Cherubini was introduced into Parisian circles by Giovanni Battista Viotti, who was among the most celebrated violinists of his time and, moreover, enjoyed the benefits accruing from the favour of Queen Marie-Antoinette and his membership of the Freemasons. Helped by his in­fluential friend, Cherubini sought to conquer the coveted Paris operatic stage, hitherto dominated by Gluck. The opportunity came his way almost unexpectedly through the dramatist Jean-François Marmontel, who had prepared the libretto for a Démophon, based on Pietro Metastasio, which he intended for setting by the German composer Johann Christian Vogel; but when the latter prevaricated, Marmontel decided to entrust the opera to Cherubini. Thus Démophon was premiered at the Opéra on 2 December 1788; however, the very small number of performances that followed demonstrates that there was little public enthusiasm for the young Cherubini’s Parisian debut.

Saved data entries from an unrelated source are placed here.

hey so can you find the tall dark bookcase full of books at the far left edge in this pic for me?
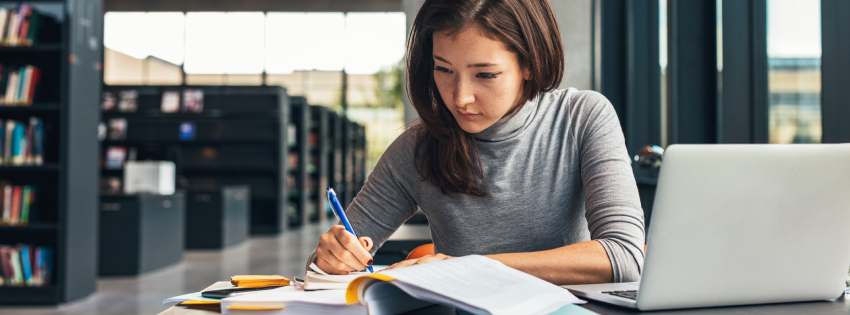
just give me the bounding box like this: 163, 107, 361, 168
0, 0, 102, 305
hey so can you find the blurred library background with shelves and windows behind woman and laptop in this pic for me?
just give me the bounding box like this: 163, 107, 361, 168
0, 0, 850, 314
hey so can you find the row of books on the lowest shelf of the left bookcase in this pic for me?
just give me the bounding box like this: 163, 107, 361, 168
0, 245, 53, 287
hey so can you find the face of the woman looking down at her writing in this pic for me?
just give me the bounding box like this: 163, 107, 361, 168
433, 24, 528, 133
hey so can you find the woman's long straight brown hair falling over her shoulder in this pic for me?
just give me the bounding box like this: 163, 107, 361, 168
407, 0, 564, 196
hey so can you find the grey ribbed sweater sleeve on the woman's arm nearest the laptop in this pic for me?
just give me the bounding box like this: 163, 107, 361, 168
574, 92, 645, 282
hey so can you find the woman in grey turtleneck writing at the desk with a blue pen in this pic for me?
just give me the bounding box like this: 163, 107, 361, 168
314, 0, 644, 284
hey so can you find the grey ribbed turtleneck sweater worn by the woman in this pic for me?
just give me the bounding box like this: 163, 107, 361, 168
338, 89, 644, 282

The question of why Démophon caused such perplexity still remains to be investigated, but there can be no doubt that a movement such as the Ouverture stands revealed as an indisputable masterpiece, the potent expression of a symphonic genius who had already attained full maturity and was destined to make a profound impression on Beethoven. It possesses a truly symphonic momentum, conveyed by a powerful body of instruments—flutes, oboes, bassoons, horns, trumpets and timpani, in addition to the strings, and even trombones and clarinets. Cherubini, only twenty-eight years old at the time, makes the extraordinary gesture of assigning to the ‘fatal’ key of C minor (later to become the Beethovenian tonality par excellence, the key of the Fifth Symphony) the intense tragic import of the entire overture. Its opening bars immediately strike a sombre, anguished, almost funereal note, leading to a motif laden with noble pathos in the bassoon and the violins. From this suddenly erupts the blazingly dramatic Allegro spiritoso, charged with a sonic vehemence and rhythmic excitement so implacable as to be positively unsettling. After a contrapuntal discussion of this material, a new idea appears in the major, more delicate in profile, which leads in turn to the recurrence, unusual in itself, of the wistful cantabile motif from the introduction. But the implacable theme once more gains the upper hand; its development finally ushers in a forceful coda that asserts the luminous key of C major, hammered out by the peremptory final chords.